Or précisément Yann Tréhin se place ici dans un lieu commun : il ne s’agit que d’agiter les chimères de l’amour, de porter témoignage d’une expérience dans un lieu commun, le désir ou le sentiment amoureux prenant comme une ivresse toute la vie de la cité. Il ne s’agit pas tant d’un impensé de l’esthétique qui le conduirait à le faire dans des formes qu’on pourra toujours qualifier d’attendues que la nécessité d’un témoignage qui trouve ici sa forme-sens, d’une activité critique du politique qui laisse sa presque imperceptible trace, d’une expérience commune qui fait sa petite mue, abandonnant quelques grammes de peau morte sur le bord du chemin.

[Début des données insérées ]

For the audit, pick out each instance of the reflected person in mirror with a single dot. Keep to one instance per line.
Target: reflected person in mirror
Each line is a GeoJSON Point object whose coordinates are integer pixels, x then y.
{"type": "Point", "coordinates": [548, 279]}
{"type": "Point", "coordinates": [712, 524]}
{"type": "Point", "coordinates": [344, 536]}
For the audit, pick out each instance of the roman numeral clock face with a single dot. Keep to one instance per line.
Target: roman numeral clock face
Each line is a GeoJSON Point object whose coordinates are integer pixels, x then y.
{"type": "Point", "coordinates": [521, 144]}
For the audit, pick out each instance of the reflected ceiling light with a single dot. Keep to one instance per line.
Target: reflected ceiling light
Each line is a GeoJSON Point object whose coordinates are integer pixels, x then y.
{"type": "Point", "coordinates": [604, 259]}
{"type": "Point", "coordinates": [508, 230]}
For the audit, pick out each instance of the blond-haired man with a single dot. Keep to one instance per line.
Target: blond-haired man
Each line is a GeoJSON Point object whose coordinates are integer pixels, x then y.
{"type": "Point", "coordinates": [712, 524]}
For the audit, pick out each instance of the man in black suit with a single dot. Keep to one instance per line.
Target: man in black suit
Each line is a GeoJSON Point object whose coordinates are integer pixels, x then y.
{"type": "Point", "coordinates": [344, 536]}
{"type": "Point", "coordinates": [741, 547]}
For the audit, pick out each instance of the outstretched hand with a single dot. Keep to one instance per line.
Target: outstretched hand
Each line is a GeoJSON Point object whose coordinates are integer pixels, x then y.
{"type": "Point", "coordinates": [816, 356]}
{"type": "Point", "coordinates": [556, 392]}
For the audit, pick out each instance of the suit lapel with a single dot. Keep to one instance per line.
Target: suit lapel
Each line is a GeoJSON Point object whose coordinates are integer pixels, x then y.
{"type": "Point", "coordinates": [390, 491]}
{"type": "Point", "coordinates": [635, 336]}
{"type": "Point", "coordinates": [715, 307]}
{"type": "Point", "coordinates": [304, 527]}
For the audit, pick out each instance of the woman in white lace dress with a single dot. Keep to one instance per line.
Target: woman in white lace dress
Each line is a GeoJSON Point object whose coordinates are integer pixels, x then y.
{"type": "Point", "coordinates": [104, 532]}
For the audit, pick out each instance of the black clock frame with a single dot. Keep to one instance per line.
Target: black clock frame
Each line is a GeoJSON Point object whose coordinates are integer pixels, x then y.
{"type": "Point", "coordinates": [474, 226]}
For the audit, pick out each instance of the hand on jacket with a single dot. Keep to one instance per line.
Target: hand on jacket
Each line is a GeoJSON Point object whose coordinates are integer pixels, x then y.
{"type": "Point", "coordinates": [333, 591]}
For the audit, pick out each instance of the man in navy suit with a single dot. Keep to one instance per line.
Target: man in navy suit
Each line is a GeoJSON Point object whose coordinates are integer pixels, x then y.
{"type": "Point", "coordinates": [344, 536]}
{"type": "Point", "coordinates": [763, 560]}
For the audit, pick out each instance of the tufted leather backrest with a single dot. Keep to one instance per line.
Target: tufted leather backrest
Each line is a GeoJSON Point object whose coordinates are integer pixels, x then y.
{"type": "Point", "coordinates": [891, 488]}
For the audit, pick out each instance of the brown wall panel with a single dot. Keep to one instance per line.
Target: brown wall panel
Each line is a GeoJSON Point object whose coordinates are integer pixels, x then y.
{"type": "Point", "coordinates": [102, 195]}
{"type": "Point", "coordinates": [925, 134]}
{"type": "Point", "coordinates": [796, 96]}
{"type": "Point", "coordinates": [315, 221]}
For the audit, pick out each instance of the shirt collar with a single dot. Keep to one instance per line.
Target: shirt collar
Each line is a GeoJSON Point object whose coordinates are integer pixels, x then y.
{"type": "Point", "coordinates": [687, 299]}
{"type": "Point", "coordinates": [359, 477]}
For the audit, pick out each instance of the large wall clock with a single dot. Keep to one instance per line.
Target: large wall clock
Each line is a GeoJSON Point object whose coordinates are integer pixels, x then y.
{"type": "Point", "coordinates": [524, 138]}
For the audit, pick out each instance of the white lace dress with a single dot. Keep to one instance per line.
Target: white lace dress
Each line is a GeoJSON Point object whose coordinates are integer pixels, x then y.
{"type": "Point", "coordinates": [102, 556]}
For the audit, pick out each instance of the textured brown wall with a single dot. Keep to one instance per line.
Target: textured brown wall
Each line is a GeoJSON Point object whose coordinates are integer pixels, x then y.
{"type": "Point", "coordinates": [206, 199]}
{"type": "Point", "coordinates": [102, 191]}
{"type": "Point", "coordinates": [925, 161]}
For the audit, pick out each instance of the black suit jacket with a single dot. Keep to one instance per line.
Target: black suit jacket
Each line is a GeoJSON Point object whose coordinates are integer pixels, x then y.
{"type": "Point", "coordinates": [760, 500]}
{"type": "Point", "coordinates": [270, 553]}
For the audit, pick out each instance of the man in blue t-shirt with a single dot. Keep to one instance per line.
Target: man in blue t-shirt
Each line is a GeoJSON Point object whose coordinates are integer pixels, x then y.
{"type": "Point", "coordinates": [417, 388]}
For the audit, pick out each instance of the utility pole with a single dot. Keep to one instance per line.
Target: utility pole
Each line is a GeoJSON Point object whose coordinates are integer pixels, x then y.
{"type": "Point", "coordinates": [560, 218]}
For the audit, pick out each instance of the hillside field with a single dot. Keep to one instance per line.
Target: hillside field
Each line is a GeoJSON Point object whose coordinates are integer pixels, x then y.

On pourra toujours prétendre, comme le fait Rancière, que c’est la « révolution esthétique » kantienne et la systématisation hégélienne qui produisent cette modalité de l’art, modalité moderne, et tenir toute œuvre et toute théorie des œuvres par les schèmes des rapports entre pathos et logos, le logos faisant irruption dans le pathos, la pensée faisant irruption dans la non-pensée, donnant l’exemple des Leçons sur l’esthétique de Hegel (l’homme se faisant lumière intérieure de la matérialité sensible dans la belle apparence du dieu de pierre), tandis que le pathos ferait irruption dans le logos donnant entre autre l’exemple du Nietzsche de La naissance de la tragédie (le beau apollinien — la pensée — ne pouvant opérer la contention idéale du déchaînement des joies et souffrances sauvages de l’ivresse dionysiaque — la non-pensée) (6). Cela Rancière l’énonce précisément dans un ton kantien, réduit l’apparition des œuvres à des « régimes de pensée » propres à une situation métahistorique. Pour maintenir ce ton kantien, ce ton de savoir surplombant (7), il faut produire des schèmes qui mettent les œuvres à distance et garantissent la certitude d’une connaissance. Pourtant s’il y a des connaissances à tirer des œuvres, elles sont dans leurs plis internes, dans leurs modes de productions, dans les temps hétérogènes qui les traversent, dans ce qu’elles tracent des activités de leurs inventeurs, et certainement pas dans les pauvres universaux que le kantisme aurait révolutionné. Autrement dit, il n’y a aucun lieu du sensible commun qui serait à reconquérir, mais bien plutôt des universaux à défaire. S’il y a dissensus, il se fait dans l’activité critique d’un sujet par les œuvres, activité qui produit des « formes-sens » critiques du politique, et pas dans une esthétique lieu commun du sensible qu’il s’agirait d’altérer pour lui ouvrir la porte des sans-voix. Car c’est dans la conceptualisation même de ce lieu commun du sensible rationnel que sont réduites au silence les « formes-sens » qui grouillent dans les plis et replis des œuvres. C’est une bien curieuse mutation théorique que de vouloir déplacer la mise en commun des moyens de production — Jacques Rancière ayant été un lecteur attentif de Marx — à la mise en commun d’un universel sensible — projet esthétique dans tous les sens du terme, projet éminemment vide.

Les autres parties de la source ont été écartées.